From: lemonlime51@gmail.com (Matthias Bonne)
To: kernelnewbies@lists.kernelnewbies.org
Subject: Question on mutex code
Date: Sun, 15 Mar 2015 01:05:47 +0200 [thread overview]
Message-ID: <5504BECB.50605@gmail.com> (raw)
In-Reply-To: <1425992639.3991.11.camel@opteya.com>
On 03/10/15 15:03, Yann Droneaud wrote:
> Hi,
>
> Le mercredi 04 mars 2015 ? 02:13 +0200, Matthias Bonne a ?crit :
>
>> I am trying to understand how mutexes work in the kernel, and I think
>> there might be a race between mutex_trylock() and mutex_unlock(). More
>> specifically, the race is between the functions
>> __mutex_trylock_slowpath and __mutex_unlock_common_slowpath (both
>> defined in kernel/locking/mutex.c).
>>
>> Consider the following sequence of events:
>>
[...]
>>
>> The end result is that the mutex count is 0 (locked), although the
>> owner has just released it, and nobody else is holding the mutex.
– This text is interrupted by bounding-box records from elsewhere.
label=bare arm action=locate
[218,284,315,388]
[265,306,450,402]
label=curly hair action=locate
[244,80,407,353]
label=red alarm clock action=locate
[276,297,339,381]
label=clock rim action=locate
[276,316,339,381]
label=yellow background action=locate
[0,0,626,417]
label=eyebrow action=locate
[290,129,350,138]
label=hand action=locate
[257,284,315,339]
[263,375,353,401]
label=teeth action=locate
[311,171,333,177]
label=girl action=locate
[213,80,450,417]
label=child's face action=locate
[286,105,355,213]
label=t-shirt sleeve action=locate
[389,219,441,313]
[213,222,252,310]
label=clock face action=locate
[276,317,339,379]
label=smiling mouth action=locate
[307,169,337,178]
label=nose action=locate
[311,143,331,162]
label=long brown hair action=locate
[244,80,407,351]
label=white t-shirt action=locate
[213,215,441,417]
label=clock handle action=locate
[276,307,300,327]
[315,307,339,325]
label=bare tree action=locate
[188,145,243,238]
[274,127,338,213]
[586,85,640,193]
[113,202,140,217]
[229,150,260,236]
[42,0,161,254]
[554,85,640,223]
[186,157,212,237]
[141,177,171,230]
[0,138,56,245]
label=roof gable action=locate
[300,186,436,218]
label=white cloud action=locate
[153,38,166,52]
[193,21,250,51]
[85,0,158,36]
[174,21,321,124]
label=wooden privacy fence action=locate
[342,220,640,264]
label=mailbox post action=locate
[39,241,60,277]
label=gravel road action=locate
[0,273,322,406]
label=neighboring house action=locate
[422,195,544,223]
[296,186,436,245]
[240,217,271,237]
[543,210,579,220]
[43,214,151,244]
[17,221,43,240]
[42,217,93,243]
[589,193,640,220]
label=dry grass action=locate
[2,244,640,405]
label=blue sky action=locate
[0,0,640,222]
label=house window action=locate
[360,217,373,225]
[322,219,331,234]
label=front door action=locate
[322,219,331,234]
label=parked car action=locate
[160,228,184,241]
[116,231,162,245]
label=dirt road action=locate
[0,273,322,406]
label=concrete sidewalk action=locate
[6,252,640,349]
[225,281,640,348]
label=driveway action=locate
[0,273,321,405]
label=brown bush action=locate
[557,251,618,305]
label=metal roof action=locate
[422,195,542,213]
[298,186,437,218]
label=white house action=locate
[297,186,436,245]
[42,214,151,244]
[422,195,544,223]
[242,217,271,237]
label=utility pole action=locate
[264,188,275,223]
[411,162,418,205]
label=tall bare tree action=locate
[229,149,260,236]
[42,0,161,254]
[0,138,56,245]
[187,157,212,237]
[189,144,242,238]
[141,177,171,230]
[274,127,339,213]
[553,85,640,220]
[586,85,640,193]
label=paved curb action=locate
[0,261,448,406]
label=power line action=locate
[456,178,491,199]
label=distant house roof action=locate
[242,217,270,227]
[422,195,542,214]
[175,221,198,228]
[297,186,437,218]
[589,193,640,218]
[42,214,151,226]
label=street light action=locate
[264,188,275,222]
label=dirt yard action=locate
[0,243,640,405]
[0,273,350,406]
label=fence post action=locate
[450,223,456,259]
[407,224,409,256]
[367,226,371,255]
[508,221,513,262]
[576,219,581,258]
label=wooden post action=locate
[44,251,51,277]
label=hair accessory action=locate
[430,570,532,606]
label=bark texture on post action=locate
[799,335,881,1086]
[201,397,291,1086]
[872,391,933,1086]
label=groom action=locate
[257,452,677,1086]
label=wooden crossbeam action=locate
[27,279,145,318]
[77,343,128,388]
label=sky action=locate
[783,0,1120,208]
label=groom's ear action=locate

So it
>> can no longer be acquired by anyone.
>>
>> Am I missing something that prevents the above scenario from happening?
>> If not, should I post a patch that fixes it to LKML? Or is it
>> considered too "theoretical" and cannot happen in practice?
>>
>
> I haven't looked at your explanations, you should have come with a
> reproductible test case to demonstrate the issue (involving slowing
> down one CPU ?).
>
> Anyway, such deep knowledge on the mutex implementation has to be found
> on lkml.
>
> Regards.
>
Thank you for your suggestions, and sorry for the long delay.
I see now that my explanation was unneccesarily complex. The problem is
this code from __mutex_trylock_slowpath():
spin_lock_mutex(&lock->wait_lock, flags);
prev = atomic_xchg(&lock->count, -1);
if (likely(prev == 1)) {
mutex_set_owner(lock);
mutex_acquire(&lock->dep_map, 0, 1, _RET_IP_);
}
/* Set it back to 0 if there are no waiters: */
if (likely(list_empty(&lock->wait_list)))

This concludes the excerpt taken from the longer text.